The Commerce Department said durable goods orders climbed by 0.9 percent in November after spiking by an upwardly revised 1.8 percent in October.
Economists had expected durable goods orders to rise by 0.6 percent compared to the 1.3 percent jump that had been reported for the previous month.
The bigger than expected increase in durable goods orders was partly due to continued growth in orders for transportation equipment, which surged up by 1.9 percent in November after shooting up by 1.5 percent in October.
Orders for defense aircraft and parts helped lead the leader higher, soaring by 15.7 percent in November after skyrocketing by 71.3 percent in October.
Excluding the jump in orders for transportation equipment, durable goods orders rose by 0.4 percent in November after surging up by 1.9 percent in October. Ex-transportation orders had been expected to increase by 0.5 percent.
Significant increases in orders for computers and related products and communications equipment were partly offset by a drop in orders for fabricated metal products.

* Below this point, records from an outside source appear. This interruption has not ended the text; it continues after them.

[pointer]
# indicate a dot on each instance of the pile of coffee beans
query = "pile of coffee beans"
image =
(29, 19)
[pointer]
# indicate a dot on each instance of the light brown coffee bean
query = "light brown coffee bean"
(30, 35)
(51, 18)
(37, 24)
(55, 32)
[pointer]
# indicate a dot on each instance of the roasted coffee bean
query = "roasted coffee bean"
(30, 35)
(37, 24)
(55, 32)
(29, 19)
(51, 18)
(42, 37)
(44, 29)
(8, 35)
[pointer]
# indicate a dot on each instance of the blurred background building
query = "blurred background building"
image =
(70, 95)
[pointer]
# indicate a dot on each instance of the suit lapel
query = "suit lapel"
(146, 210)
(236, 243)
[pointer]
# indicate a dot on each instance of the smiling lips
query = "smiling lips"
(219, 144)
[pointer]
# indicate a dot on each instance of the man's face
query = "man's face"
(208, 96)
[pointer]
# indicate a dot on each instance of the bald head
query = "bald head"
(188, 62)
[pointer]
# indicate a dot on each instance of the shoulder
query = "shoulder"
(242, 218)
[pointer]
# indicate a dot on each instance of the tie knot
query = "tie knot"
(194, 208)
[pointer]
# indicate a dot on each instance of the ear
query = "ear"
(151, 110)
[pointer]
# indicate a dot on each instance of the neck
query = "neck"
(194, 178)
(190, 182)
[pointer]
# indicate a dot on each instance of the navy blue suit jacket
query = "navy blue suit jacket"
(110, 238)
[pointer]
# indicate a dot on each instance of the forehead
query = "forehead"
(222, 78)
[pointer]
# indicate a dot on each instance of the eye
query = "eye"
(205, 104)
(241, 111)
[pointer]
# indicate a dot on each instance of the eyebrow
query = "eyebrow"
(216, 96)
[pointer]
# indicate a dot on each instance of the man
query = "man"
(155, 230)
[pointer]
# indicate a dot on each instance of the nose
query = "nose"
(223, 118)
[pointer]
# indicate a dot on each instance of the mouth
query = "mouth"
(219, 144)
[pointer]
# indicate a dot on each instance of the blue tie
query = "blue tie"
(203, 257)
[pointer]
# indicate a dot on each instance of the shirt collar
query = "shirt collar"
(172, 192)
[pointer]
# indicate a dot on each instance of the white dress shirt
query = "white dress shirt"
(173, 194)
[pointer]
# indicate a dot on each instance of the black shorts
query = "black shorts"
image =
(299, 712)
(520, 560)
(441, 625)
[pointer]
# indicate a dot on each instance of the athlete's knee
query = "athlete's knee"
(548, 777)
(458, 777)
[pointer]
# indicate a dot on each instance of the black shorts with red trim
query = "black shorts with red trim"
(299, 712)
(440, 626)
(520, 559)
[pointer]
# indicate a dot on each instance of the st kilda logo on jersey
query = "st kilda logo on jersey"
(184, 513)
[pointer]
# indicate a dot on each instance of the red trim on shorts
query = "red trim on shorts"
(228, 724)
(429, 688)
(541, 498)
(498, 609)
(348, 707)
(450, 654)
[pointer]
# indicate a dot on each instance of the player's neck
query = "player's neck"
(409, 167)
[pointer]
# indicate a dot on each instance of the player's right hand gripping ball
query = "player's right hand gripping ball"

The report said orders for non-defense capital goods excluding aircraft, a key indicator of business spending, rose by 0.4 percent in November after jumping by 1.6 percent in October.
“Core orders notched another gain last month, but signal moderating business investment growth,” said Oren Klachkin, Lead U.S. Economist at Oxford Economics.
He added, “Factory output will stay well-supported in the new year, but the recovery’s dynamics will favor a pickup in services activity at the expense of goods.”